Many people feel Advanced Directives/POLSTS/DRN orders are a license NOT to treat..or feel they are written in stone...a serious mistake, and one that should be taught in schools and CME!

I started performing BLS on a DNR patient that was still breathing and had a heart beat..the admin had a cow! But my patient's family and her POA had no idea we had a POLST or DNR signed and it was from 1989! The patient wanted to live...and actually told me before she went unconscious (because I was smart enough to ask!) to "do everything..I am not done yet!". She lived, the family was very estatic that I did everything I could (including telling the paramedics what she said so they didn't give the POLST regard), and she is alive and happy! The family changed her code status that day. That piece of Pink paper almost killed someone who forgot she even had one at one time...thank goodness I was educated and knew the rules of the DNR.

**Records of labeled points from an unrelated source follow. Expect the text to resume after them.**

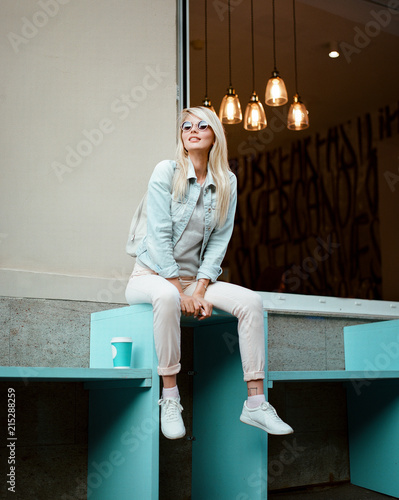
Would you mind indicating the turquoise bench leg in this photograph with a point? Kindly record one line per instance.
(229, 460)
(123, 458)
(373, 406)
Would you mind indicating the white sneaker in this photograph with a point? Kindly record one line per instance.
(172, 425)
(265, 417)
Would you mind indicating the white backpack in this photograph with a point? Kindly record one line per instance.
(138, 227)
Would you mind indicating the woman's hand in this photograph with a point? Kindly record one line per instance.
(195, 306)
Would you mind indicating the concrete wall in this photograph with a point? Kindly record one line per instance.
(88, 106)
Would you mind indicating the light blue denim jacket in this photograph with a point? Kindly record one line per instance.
(167, 219)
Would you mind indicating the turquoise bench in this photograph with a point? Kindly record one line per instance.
(225, 451)
(124, 412)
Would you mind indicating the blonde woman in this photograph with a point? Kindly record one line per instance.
(190, 217)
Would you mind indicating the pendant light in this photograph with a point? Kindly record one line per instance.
(255, 117)
(206, 102)
(276, 93)
(298, 116)
(230, 108)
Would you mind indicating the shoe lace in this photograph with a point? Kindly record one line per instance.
(267, 407)
(172, 408)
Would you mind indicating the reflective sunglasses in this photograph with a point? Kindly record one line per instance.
(201, 126)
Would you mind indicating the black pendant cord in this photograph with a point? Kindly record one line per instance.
(274, 38)
(229, 44)
(253, 46)
(296, 70)
(206, 49)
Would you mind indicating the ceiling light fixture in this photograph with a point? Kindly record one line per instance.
(230, 108)
(276, 92)
(206, 102)
(255, 117)
(333, 51)
(298, 116)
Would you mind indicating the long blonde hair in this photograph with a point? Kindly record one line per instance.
(217, 161)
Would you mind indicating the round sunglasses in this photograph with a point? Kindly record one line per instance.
(187, 126)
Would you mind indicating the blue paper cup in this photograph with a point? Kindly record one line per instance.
(121, 351)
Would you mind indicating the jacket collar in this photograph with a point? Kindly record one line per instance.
(191, 174)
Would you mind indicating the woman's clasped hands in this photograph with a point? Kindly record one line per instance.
(195, 306)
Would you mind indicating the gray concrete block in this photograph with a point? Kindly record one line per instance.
(296, 343)
(4, 333)
(335, 340)
(51, 332)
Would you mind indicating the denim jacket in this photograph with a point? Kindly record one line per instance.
(167, 219)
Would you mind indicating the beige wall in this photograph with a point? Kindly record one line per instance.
(88, 107)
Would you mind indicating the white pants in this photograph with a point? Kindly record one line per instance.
(145, 286)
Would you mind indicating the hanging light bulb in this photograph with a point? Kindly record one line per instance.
(206, 102)
(254, 118)
(333, 51)
(298, 115)
(276, 93)
(230, 108)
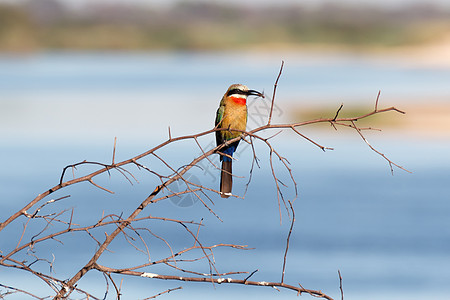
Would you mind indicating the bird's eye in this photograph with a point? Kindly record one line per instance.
(236, 91)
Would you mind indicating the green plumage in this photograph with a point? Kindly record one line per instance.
(232, 114)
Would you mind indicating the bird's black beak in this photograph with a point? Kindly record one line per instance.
(255, 93)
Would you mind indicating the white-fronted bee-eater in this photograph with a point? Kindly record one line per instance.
(232, 114)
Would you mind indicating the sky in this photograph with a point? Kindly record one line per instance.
(392, 3)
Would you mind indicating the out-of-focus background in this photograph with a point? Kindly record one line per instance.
(76, 74)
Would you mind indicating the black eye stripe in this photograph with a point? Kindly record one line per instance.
(236, 91)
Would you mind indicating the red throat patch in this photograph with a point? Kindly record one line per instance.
(238, 100)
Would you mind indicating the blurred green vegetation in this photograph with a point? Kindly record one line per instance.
(47, 24)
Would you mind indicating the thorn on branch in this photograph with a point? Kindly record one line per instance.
(251, 274)
(337, 113)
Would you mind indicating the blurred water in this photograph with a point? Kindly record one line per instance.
(389, 235)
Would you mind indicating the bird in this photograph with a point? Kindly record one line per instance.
(231, 114)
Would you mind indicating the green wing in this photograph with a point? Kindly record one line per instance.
(219, 117)
(219, 114)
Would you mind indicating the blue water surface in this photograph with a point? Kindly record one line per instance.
(388, 234)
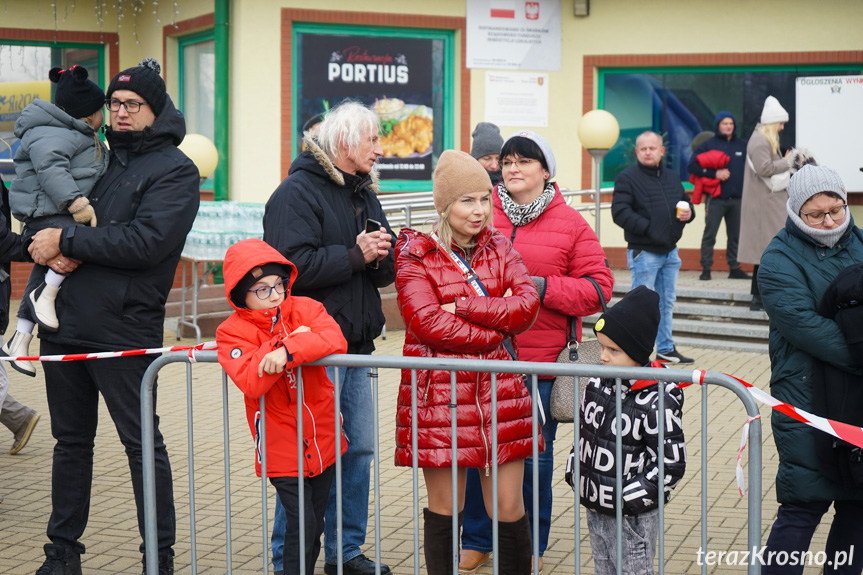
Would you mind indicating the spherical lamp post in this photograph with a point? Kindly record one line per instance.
(202, 152)
(598, 131)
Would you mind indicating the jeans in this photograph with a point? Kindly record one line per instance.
(638, 542)
(476, 529)
(359, 427)
(73, 390)
(792, 532)
(659, 273)
(716, 209)
(315, 495)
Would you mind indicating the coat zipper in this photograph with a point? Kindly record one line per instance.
(482, 424)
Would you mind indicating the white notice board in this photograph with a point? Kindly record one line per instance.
(829, 123)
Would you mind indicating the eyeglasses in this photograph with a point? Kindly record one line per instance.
(264, 292)
(131, 106)
(837, 214)
(522, 163)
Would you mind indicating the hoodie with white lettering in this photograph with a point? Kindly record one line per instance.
(639, 421)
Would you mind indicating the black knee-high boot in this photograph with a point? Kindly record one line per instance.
(514, 546)
(437, 542)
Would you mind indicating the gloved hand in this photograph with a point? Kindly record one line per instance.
(82, 211)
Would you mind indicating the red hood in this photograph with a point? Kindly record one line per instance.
(247, 254)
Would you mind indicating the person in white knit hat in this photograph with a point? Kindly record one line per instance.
(763, 210)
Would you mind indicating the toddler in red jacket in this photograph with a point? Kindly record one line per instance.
(262, 347)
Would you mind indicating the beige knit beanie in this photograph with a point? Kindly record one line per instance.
(457, 173)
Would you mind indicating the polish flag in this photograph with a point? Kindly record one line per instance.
(502, 9)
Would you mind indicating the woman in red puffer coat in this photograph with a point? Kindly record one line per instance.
(447, 318)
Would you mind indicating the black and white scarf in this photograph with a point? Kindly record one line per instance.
(523, 214)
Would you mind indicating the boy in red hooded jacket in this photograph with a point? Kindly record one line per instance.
(260, 346)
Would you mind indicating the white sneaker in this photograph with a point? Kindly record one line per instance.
(19, 346)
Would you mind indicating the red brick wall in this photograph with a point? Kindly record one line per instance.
(291, 15)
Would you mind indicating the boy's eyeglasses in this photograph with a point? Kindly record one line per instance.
(264, 292)
(837, 214)
(131, 106)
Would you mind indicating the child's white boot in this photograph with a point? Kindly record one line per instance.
(43, 299)
(19, 346)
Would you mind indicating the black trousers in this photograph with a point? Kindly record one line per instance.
(717, 209)
(73, 390)
(315, 496)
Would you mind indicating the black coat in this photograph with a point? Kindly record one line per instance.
(145, 204)
(645, 206)
(313, 218)
(735, 149)
(838, 394)
(11, 250)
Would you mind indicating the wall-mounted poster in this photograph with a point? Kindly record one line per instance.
(393, 75)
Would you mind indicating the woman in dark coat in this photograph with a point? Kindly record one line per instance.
(446, 317)
(819, 241)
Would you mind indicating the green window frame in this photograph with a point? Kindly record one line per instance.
(443, 86)
(623, 152)
(184, 42)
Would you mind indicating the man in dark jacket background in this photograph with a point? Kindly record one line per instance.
(645, 205)
(727, 204)
(319, 218)
(145, 204)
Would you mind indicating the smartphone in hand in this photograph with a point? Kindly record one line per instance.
(373, 226)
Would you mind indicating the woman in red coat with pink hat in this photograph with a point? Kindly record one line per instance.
(448, 317)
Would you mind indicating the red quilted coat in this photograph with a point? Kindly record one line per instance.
(427, 278)
(561, 247)
(247, 335)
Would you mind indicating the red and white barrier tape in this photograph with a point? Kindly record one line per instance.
(207, 345)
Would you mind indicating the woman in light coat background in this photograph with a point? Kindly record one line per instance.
(763, 211)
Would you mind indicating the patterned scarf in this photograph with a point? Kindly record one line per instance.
(523, 214)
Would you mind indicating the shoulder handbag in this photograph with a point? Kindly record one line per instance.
(563, 391)
(776, 182)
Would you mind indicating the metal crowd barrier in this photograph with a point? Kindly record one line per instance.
(532, 370)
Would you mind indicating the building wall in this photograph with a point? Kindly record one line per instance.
(614, 27)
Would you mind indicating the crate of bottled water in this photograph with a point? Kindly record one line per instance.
(219, 225)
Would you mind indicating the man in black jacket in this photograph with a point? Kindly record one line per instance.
(145, 204)
(321, 218)
(727, 203)
(651, 206)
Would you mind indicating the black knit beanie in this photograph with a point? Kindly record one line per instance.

I don't know too much about the above patient, but their could have been a reason..yeah sure, we are human and may do things that fall outside the old "ethics book" (which is subjective in the first place..ie the reason it certain issues are very contraversial in Ethics)...and maybe that was a spur for this order...but sometimes things that seem solid on the surface is like ice on a pond..you never know if it will hold weight as much as you think! Many times there are things under the surface you can't see or don't know about...and that is the real important part...means whether you sink or swim! Look and tread carefully with Advanced Directives/POLSTS/ and DNR's.